By my records the last time I invoked Max Weber’s warnings (reinforced by Jürgen Habermas) about “loss of meaning” in a society dominated by a market-based consciousness industry was in a piece entitled “The Degradation of the Knowledge Worker.” That piece had highly personal motivation, since I tended to think of myself as a “knowledge worker” back when I was doing research in Silicon Valley; and the recognition that the current world of work viewed the most “productive knowledge worker” as “the one who operates out of ignorance, delegating all authority to support technology” was personally painful. So I bailed on Silicon Valley (or it bailed on me); and now I take my greatest satisfaction in writing reviews that focus more on descriptive analysis than on figuring out how many stars a rating deserves.
I suppose I should not be surprised that the “meaning” behind what I now do should be under the same attack as the research I used to do. This was evident from a Fully Equipped piece by David Carnoy on the CNET News Web site (which, ironically, happens to be in their Reviews section). The article is about reactions to the new novel The Fifth Witness by Michael Connelly. It turns out that readers have been trying to flood Web sites with one-star reviews of the book, not because they think it is a bad book but because they resent the fact that the Kindle and Nookbook prices are higher than the hardcover price on both Amazon.com and BarnesandNoble.com.
I classify this as “loss of meaning” because it represents a shift of focus on the nature of reviewing itself. Attention has migrated from the text (what we actually read when we open the book and why we might be interested in reading it) to the product, with a particular emphasis on how much we have to spend and whether or not that is a fair price. Now it is bad enough that reviewers find themselves stuck with assigning a rating when they would rather just describe things well enough for the reader to make up his/her own mind. I find it even worse that the “lazy reader,” who is only interested in the rating, should now be confounded by a “value” without knowing what is being evaluated.
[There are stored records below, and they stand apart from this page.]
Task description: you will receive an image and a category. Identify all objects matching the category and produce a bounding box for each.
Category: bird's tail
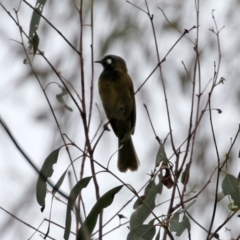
[118,136,140,172]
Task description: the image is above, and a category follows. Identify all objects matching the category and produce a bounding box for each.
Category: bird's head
[95,55,127,72]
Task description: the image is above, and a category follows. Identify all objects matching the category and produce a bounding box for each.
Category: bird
[95,55,140,172]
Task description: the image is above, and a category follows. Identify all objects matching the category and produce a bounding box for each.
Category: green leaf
[217,191,225,202]
[170,212,191,237]
[32,33,39,56]
[64,177,92,240]
[29,0,47,50]
[77,185,123,240]
[155,228,160,240]
[44,168,68,239]
[178,199,197,214]
[52,169,68,196]
[36,148,61,211]
[130,176,162,230]
[127,224,156,240]
[56,85,73,112]
[222,174,240,207]
[155,143,168,167]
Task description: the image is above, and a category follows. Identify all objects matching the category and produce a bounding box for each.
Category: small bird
[95,55,140,172]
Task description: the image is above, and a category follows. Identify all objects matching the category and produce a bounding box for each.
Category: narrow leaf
[170,212,191,237]
[127,224,156,240]
[29,0,47,50]
[36,148,61,211]
[56,85,73,112]
[155,228,160,240]
[155,143,168,167]
[217,191,225,202]
[52,169,68,195]
[222,174,240,207]
[77,185,123,240]
[130,177,162,230]
[64,177,92,240]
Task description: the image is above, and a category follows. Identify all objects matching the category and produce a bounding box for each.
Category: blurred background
[0,0,240,240]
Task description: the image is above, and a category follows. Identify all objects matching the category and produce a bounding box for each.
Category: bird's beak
[94,60,102,64]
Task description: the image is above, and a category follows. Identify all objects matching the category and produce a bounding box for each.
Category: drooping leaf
[178,199,197,214]
[170,212,191,237]
[181,163,190,185]
[56,85,73,112]
[133,194,146,209]
[52,169,68,196]
[64,177,92,240]
[155,228,160,240]
[161,163,174,189]
[155,143,168,167]
[217,191,225,202]
[36,148,61,211]
[77,185,123,240]
[130,176,162,230]
[32,32,39,56]
[44,168,68,239]
[127,224,156,240]
[222,174,240,207]
[29,0,47,50]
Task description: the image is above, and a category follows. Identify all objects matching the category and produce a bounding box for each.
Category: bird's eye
[106,58,112,65]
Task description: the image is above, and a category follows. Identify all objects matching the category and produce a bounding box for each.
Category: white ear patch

For the most part those who take their reviewing work seriously are unlikely to get stuck in this trap. The problem arises when reviewing is consigned to that purported “wisdom” of the crowd. Ultimately, the crowd makes up its own mind [sic] regarding criteria that are relevant for evaluation; and those decisions often arise from the surfacing of a trend that then attracts many followers. It is because that trend may not be based on relevant (or, for that matter, accurate) knowledge that Adam Smith’s The Money Game posed the most important proposition of playing the stock markets:
The crowd is always wrong.
This is not to say that, in this case, the crowd is either right or wrong about the price of this particular e-book edition. My point is that price is not relevant to the reviewing process. The attentive reader uses the review to decide how much (s)he wants to read the book. Having decided that the book is worth reading, there are all sorts of options, which include getting on the wait list of the public library. Presumably, the logic of the market will set prices on the basis of which would-be readers choose which options. Unfortunately, those of us who write for such readers are now at risk of having our voices drowned out by crowd-based market judgments that have nothing to do with reviewing as we know it.